Spaceman of Bohemia

Home > Other > Spaceman of Bohemia > Page 18
Spaceman of Bohemia Page 18

by Jaroslav Kalfar


  … so as a great personal friend of Jakub’s, I feel deep sorrow in my every cell, and consider it a small but significant consolation that he expired without pain, fulfilling a lifelong dream…

  Without pain. A barefaced lie.

  The service will be held at the Prague Castle, and the nation is invited to join the procession that will travel to a service organized in the St. Vitus Cathedral, and conclude outside the castle walls, where vendors will provide free food and beverages to celebrate Jakub’s life. Arrive early, as the event is expected to become one of the biggest mass gatherings…

  … and to go against what I set out to do earlier, I would like, once again, to return to Jakub Procházka the Hero, and remind us all of the famous words of a poet who captured the meaning of the Chopra mission: “With JanHus1 lie our hopes of new sovereignty and prosperity, for we now belong among the explorers of the universe, the guardians of the frontier. We look away from our past…”

  I handed the tablet over.

  “You want to see pictures of funeral?” she asked.

  No. Maybe later. How long has it been?

  “A week. They are building statue. There are many candles still in this square, and pictures of you. Paintings.”

  What is your name?

  “Klara. Your fever is coming down. We fear superbacteria. That is why there is quarantine. But you seem better.”

  Yes. Better. Why are you here?

  She studied something on my forehead. The silence felt long, even excruciating.
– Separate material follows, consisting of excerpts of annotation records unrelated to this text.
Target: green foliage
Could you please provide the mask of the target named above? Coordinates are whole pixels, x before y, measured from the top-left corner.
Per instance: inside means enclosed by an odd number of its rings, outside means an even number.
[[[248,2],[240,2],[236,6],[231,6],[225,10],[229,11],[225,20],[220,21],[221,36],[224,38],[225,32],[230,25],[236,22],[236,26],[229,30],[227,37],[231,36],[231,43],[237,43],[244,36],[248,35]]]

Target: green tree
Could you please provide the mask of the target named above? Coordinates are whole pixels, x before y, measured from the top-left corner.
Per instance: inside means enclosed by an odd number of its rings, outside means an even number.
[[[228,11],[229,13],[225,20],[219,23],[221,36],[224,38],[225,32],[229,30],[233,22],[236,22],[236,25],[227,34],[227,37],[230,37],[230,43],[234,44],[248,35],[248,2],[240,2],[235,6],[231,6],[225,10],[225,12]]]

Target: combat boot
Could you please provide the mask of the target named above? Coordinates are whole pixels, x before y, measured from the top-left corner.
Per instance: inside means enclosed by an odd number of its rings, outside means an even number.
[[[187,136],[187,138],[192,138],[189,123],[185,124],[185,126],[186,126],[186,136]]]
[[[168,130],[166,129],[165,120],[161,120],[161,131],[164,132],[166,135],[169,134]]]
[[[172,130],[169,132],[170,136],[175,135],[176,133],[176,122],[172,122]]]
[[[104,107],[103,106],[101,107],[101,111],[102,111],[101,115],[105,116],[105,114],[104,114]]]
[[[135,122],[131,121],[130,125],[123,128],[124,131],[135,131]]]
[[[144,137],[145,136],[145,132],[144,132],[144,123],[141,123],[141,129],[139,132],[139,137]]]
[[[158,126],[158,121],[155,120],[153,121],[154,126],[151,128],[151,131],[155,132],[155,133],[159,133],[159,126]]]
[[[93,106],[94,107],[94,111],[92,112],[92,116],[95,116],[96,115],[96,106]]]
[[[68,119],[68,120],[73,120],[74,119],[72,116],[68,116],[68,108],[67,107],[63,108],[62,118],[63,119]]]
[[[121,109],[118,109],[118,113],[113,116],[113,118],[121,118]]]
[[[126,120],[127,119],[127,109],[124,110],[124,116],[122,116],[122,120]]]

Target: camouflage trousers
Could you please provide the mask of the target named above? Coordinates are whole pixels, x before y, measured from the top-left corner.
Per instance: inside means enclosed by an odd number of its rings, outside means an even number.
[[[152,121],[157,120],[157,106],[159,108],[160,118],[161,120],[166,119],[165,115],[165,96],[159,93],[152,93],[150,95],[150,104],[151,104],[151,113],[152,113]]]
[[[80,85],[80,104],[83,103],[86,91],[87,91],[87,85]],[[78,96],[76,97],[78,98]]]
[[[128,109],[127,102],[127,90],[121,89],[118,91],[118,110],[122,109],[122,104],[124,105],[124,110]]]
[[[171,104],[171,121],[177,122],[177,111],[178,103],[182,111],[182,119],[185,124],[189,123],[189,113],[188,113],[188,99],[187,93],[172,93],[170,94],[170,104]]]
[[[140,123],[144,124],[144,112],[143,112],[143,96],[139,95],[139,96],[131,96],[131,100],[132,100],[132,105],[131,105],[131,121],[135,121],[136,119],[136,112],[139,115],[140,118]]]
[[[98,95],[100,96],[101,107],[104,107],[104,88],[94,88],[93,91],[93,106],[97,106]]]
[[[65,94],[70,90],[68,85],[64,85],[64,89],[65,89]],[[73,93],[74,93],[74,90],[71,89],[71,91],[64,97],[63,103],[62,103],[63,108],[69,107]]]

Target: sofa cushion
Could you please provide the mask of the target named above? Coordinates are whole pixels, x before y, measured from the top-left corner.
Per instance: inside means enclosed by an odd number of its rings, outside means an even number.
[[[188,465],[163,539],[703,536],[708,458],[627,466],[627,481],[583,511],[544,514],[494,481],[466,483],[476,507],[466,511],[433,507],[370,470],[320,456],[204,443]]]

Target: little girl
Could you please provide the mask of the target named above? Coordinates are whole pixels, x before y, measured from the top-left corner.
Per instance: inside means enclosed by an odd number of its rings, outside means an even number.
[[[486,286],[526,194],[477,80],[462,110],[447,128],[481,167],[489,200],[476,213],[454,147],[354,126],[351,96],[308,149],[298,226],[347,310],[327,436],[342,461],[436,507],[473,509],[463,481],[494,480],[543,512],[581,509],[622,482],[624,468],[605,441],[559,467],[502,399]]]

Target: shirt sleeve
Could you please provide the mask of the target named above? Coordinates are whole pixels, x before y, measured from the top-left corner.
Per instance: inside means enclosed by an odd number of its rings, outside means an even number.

  “We are part of phantom program. Have you heard of this?”

  Myth, I thought?

  “A myth, yes. No one knows exactly how many have died being shot into Space quietly. At least technology makes odds bigger now. We are a phantom mission. There was one before us, shortly after cloud appeared, even before Germans sent the monkey. It was one-man mission, like yours, and the man—Sergei, I knew him well, good person—he never returned. And so we come, bigger ship, more crew, we launched couple of weeks before you but came off course when Vasily… well, there was the incident. And so we arrive late, after you, and you were a floating man. I am telling you this because you have to know, Jakub, that my government will never admit to phantom programs, especially now that we have Chopra dust, we have this advantage, what world wants. And if we do not exist, then your rescue does not exist. You do not exist. Do you understand?”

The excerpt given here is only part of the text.